Another possible prognostic implication of pre-diabetes diagnosed by HbA_1c but not FBG/PBG lies in the prediction of progression to diabetes. In a systematic review of studies investigating the performance of HbA_1c in predicting progression to diabetes among adults aged 18 years and over, Zhang and colleagues observed that HbA_1c ≥ 6.0% was associated with a very high risk of subsequent development of diabetes [41]. Pre-diabetes identified by fasting glucose and oral glucose tolerance tests, on the contrary, had limited ability to predict progression to diabetes [42]. On the other hand, others found similar rates of progression to diabetes in those identified as pre-diabetic by a single FPG test compared to a HbA_1c test [43, 44]. Regardless, our current findings indicate that the prevalence of pre-diabetes in rural Garhwal is much higher than the national rural prevalence [4]. Given that timely lifestyle changes can be effective in preventing or delaying progression to diabetes [33], the advantages of using HbA_1c for mass screening of pre-diabetes in low-income rural areas may outweigh its disadvantages in the long run.
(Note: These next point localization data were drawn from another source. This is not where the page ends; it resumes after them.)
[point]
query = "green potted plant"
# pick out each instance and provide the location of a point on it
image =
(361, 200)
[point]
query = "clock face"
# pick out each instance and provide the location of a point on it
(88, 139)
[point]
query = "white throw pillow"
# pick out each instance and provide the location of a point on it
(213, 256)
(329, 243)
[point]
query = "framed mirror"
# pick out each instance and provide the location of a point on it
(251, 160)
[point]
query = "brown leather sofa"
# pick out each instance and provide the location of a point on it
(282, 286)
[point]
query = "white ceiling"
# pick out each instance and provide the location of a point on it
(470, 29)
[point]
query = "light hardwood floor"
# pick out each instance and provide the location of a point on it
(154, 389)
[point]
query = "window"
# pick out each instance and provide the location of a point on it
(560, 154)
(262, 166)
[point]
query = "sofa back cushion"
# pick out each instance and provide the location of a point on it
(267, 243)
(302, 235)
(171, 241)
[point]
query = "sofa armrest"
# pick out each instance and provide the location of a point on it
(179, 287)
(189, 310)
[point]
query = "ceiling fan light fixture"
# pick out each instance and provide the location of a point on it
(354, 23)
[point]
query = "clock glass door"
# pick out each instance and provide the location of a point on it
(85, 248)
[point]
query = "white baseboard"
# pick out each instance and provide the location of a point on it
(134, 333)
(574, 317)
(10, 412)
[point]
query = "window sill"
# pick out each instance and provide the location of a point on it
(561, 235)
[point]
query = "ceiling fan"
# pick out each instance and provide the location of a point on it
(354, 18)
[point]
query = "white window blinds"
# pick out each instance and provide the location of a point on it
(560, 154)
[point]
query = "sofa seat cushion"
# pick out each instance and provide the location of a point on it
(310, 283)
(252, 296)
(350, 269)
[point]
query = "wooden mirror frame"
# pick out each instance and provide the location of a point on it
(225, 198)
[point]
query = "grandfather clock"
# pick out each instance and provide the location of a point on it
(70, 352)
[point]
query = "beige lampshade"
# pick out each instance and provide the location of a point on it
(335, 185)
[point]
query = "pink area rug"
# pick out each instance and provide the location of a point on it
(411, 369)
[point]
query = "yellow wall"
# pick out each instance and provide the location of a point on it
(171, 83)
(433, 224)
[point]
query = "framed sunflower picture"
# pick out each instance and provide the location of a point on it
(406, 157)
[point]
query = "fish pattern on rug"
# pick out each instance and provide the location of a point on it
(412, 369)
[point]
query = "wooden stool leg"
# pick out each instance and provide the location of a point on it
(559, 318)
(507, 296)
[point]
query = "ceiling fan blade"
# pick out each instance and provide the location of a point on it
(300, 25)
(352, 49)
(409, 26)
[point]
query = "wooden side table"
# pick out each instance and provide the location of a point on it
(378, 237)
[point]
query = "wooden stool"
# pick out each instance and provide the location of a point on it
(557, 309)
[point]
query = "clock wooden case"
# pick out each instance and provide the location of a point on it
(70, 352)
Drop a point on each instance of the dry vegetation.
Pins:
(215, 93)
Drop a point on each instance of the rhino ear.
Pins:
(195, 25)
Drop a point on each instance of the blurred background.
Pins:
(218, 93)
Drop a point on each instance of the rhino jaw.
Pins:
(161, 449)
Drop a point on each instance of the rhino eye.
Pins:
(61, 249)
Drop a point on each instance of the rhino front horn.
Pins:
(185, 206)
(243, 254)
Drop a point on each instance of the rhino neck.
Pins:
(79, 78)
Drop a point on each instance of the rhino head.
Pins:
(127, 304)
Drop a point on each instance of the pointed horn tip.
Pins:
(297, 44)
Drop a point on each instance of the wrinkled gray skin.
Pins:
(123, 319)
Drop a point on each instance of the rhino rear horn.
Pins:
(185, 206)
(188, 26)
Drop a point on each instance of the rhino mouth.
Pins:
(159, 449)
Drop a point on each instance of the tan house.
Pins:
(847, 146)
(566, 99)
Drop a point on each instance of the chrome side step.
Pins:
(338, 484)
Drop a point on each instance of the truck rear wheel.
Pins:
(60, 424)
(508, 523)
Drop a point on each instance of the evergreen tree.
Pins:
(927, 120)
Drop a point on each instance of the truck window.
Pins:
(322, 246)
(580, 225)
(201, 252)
Consumptive anemia can confound the relationship between HbA_1c level and glycemic control [14, 45]. Thus, it could potentially account for the observed difference in diagnoses of pre-diabetes by HbA_1c and FBG. However, we found that both the pattern and magnitude of differences in the proportions of pre-diabetes and diabetes diagnosed by HbA_1c compared with FBG/PBG, were independent of anemia status. There is prior evidence of substantial changes in HbA_1c levels in the presence of anemia [14, 15]. In a recent systematic review of the effects of anemia and abnormalities of erythrocyte indices on HbA_1c, the authors suggested that iron deficiency, and particularly iron deficiency anemia, may lead to an increase in HbA_1c [14]. In addition, relatively larger divergence was found between diagnoses of pre-diabetes and diabetes based on HbA_1c and OGTT, in a subgroup of young anemic adults who were deficient in iron, B12 and folic acid, when compared to a reference group [15]. The association between HbA_1c and hemoglobin concentration was also found to vary according to the forms of anemia. While iron deficiency anemia was associated with elevated HbA_1c [15], some forms of anemia were found to be linked with diminished HbA_1c level. A typical example is hemolytic anemia, in which the lifespan of erythrocytes is shortened, causing a drop in HbA_1c [14]. Other conditions which may decrease levels of HbA_1c include acute hemorrhage and hemoglobinopathies [46]. However, so far there is no consistent evidence regarding the influence of anemia and hemolytic disorders on HbA_1c.

Because of the difference in timing between HbA_1c and FBG tests, caution should be applied in the interpretation of these data. Participants were told their level of HbA_1c immediately after the test. Thus, some of the disparity between diagnosis of pre-diabetes by HbA_1c and FBG/PBG may be due to altered behavior between the two time points. However, lifestyle changes, if any, were unlikely to have contributed to the large disparity, given the minor differences in weight, body mass index and waist-hip ratio between time 1 and time 2. Furthermore, because we did not follow-up people who were categorized as having a normal HbA_1c at baseline, we will have missed detecting anyone who was negative for diabetes and pre-diabetes at the first assessment, but who were then positive using the glucose-based definition. This may mean that the differences that we observed are overestimated. We also acknowledge that our conclusions may not be generalizable across the whole region of Tehri-Garhwal because only five villages were surveyed. However, our findings provide preliminary evidence for a particularly high prevalence of diabetes and poor glycemic control in the sub-Himalayan region. They therefore provide the impetus for larger studies, including sampling of participants in a manner that represents the wider population of the region, to fully characterize the prevalence of diabetes in mountainous areas of North India.